Jun 28, 2023

Kevin McCarthy and Joe Biden: Who’s feeling more smug?

Welcome to this week's edition of the Surge, which has been taken over by several 14-year-olds in Iowa while our esteemed colleague Jim Newell is away. Time to tank the brand!

This week, we reflect on the debt ceiling drama, its winners, its losers, and perhaps the only person who emerged from it more respected than when it started. We’re also checking in on the specific pronunciation of "DeSantis." Even Ronny D doesn't seem to know!

Let us begin with a presumably very smug speaker.

By Ben Mathis-Lilley , Christina Cauterucci , Alexander Sammon , Nitish Pahwa , and Molly Olmstead

Speaker of the House Kevin McCarthy, by dint of his central role in this spring's debt ceiling drama, is either a big winner or a big loser, right?

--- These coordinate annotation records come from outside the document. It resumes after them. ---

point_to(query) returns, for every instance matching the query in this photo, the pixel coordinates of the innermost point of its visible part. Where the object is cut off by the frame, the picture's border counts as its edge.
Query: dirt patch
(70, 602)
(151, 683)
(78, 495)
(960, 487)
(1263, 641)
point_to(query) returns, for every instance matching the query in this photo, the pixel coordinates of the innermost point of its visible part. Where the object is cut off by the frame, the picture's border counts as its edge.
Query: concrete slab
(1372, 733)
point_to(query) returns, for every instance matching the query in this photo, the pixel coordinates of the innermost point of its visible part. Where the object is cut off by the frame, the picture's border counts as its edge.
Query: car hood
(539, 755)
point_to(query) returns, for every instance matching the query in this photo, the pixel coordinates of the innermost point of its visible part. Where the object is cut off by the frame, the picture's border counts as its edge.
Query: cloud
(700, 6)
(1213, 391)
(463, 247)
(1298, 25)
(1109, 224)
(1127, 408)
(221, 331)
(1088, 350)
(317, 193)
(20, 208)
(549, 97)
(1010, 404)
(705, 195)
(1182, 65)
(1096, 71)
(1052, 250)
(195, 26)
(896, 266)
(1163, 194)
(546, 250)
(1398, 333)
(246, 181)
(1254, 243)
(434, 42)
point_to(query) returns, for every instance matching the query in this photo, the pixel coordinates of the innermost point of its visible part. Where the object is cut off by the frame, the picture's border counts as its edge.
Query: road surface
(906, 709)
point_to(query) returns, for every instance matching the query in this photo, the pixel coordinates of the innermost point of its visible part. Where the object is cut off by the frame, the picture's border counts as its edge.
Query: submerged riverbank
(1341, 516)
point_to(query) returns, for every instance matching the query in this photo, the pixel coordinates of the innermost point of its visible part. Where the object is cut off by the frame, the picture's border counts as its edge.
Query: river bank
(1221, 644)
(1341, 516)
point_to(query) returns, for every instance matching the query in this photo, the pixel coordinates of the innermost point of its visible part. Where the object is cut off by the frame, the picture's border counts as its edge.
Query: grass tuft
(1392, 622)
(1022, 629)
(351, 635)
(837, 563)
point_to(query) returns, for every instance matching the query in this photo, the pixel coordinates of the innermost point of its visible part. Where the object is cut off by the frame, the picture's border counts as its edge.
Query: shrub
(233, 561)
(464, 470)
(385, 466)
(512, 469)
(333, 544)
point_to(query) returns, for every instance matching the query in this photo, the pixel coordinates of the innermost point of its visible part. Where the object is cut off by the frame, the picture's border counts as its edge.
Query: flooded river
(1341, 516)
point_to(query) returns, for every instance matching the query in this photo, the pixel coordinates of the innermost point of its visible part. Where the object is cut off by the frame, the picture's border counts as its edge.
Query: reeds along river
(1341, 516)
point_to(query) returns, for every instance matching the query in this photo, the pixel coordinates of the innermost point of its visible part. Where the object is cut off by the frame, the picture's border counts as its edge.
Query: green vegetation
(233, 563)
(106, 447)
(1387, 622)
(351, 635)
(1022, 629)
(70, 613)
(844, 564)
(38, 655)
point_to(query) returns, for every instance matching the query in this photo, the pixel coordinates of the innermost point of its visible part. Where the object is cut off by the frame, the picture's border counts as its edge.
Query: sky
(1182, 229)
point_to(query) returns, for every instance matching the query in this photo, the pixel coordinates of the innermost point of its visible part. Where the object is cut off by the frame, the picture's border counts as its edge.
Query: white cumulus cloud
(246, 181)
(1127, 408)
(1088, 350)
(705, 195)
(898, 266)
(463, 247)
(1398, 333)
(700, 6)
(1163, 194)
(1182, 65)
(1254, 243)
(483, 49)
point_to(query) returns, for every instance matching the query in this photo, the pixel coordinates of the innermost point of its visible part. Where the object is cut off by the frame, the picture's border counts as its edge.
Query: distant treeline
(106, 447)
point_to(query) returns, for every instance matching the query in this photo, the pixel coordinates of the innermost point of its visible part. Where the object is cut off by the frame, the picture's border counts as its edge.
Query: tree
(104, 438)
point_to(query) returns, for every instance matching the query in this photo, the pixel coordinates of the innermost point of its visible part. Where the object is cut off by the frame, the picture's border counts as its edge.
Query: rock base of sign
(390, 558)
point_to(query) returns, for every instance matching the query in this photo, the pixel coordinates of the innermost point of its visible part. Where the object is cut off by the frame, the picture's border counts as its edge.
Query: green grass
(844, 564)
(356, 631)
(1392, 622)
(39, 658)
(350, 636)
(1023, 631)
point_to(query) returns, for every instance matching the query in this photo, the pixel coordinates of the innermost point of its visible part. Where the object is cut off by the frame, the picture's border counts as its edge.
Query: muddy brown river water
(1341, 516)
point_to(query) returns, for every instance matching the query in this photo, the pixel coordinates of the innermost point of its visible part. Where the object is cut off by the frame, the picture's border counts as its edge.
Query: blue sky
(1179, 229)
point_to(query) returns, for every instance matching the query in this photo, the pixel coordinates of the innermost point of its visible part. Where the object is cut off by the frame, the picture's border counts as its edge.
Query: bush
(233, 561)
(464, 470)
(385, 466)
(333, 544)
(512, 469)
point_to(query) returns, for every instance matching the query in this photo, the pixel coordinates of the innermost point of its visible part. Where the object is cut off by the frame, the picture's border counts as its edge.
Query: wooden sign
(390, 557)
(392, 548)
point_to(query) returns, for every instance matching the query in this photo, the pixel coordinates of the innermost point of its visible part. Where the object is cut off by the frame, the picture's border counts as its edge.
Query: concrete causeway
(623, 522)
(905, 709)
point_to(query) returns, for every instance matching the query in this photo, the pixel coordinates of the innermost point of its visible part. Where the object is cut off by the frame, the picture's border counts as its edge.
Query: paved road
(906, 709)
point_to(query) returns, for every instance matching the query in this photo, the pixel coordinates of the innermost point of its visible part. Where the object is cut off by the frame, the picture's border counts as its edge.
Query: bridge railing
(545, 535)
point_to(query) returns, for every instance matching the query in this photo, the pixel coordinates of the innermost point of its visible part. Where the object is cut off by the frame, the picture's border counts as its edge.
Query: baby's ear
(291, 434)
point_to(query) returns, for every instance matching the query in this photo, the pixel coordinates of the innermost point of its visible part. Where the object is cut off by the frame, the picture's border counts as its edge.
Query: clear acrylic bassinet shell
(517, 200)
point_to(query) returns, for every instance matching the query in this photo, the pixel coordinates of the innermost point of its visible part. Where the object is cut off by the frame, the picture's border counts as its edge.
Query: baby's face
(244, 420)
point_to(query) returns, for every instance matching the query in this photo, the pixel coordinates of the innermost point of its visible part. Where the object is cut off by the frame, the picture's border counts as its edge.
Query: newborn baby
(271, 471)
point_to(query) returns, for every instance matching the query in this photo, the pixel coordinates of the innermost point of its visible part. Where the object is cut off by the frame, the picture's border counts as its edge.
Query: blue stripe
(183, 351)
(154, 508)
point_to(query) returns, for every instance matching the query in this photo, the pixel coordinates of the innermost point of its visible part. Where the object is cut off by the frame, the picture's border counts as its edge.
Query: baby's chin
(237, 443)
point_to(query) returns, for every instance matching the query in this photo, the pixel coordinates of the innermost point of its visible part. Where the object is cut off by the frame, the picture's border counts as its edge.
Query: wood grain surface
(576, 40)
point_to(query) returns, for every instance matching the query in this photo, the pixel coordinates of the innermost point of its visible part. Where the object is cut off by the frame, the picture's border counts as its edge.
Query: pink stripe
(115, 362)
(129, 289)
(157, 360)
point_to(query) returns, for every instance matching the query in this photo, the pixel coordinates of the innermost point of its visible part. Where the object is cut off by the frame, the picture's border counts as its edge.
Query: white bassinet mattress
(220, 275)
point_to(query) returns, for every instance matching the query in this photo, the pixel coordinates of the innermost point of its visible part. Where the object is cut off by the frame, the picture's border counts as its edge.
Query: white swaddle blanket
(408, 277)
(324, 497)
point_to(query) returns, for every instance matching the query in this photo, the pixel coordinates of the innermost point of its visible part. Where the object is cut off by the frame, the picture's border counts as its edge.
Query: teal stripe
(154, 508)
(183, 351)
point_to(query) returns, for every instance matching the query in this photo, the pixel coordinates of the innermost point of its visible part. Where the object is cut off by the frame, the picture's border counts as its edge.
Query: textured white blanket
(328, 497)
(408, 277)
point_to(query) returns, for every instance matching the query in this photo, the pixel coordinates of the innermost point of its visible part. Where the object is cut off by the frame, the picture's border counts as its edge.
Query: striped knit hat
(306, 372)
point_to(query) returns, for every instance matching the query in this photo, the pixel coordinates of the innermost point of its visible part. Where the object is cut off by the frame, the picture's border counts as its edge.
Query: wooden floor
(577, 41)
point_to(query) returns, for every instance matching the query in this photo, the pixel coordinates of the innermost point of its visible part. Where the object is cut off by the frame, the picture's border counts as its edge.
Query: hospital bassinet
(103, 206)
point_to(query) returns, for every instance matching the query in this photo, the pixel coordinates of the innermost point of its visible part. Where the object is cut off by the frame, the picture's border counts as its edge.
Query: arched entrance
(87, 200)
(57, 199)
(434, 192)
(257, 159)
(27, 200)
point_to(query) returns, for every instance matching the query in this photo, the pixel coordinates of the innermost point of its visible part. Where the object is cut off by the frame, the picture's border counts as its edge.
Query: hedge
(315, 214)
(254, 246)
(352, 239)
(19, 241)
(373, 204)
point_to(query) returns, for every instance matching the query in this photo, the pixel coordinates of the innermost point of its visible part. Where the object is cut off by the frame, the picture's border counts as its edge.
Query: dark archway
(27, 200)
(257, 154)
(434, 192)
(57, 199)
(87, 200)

Many journalists have anointed him both—a destroyer of worlds but also a deal-maker, a patsy but also a conquering hero. McCarthy's outright successes in the debt deal are ultimately pretty marginal. But he did manage to eke it through. He also managed to weaponize the threat of default to win unpopular policy concessions—that he admitted would have been nearly impossible to get through regular order. And he managed to get a majority of Democrats to vote for a bill with zero Democratic priorities that undercuts their agenda and hurts them on message. Really, his biggest victory was the exposure of his arch-right critics as even bigger losers than he is (and we do mean losers in the grander, high school–hallway sense of that word). Despite having won the ability to depose McCarthy with just one vote, not a single member of the Freedom Caucus (or the Freedom Caucus extended universe) has had the courage to invoke that power, even as they lament McCarthy's bill as near-treachery. Now McCarthy gets to return to one of his first loves, focusing on cutting Social Security and Medicare.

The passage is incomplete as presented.